Asked whether it was the police’s role to be at railway stations to check if people should be getting on to trains, Mr Hewitt said: “I don’t think we’re at that stage at the moment.

“I think the real point about that is really getting the clarity, I know some other people have said that this morning.

“These are new rules, they are trying to be as clear as they can, but it will take a while, I think, for everybody to get that understanding.”

In an address to the nation, Mr Johnson announced that people would only be able to leave home to shop infrequently for basic necessities, for one form of exercise a day, medical needs, to provide care, help a vulnerable person or go to work if “absolutely necessary”.

Mr Johnson said all shops selling non-essential goods would be shut, as well as leisure premises and places of worship, with “all gatherings of more than two people in public” banned.

“If you don’t follow the rules, the police will have the powers to enforce them, including through fines and dispersing gatherings,” he added.

The military are expected to be called on to take on some police roles, such as guarding nuclear power stations, but not to enforce the lockdown.

The Police Federation, which represents 120,000 rank-and-file officers, said it would not be “business as usual” for policing.
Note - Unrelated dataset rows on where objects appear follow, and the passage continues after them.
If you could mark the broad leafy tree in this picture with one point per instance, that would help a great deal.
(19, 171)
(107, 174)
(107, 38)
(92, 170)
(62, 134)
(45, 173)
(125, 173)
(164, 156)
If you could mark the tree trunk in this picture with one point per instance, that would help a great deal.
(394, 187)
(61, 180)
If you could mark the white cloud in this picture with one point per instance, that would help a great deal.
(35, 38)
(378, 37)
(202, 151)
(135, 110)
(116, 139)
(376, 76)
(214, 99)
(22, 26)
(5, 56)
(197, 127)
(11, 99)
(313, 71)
Police leaders have already admitted that a “graduated withdrawal of service” will be enacted if the coronavirus epidemic continues to worsen, with emergency response and threats to life prioritised over proactive patrols and other functions.

Research by the Policy Exchange think tank said the changes could drive localised spikes in violence if gang members feel “immune” as they complete over a shrinking drugs market.

The NPCC has asked for voluntary special constables to be released from their jobs and are relaxing rules on officers rejoining the service after retirement to bolster ranks.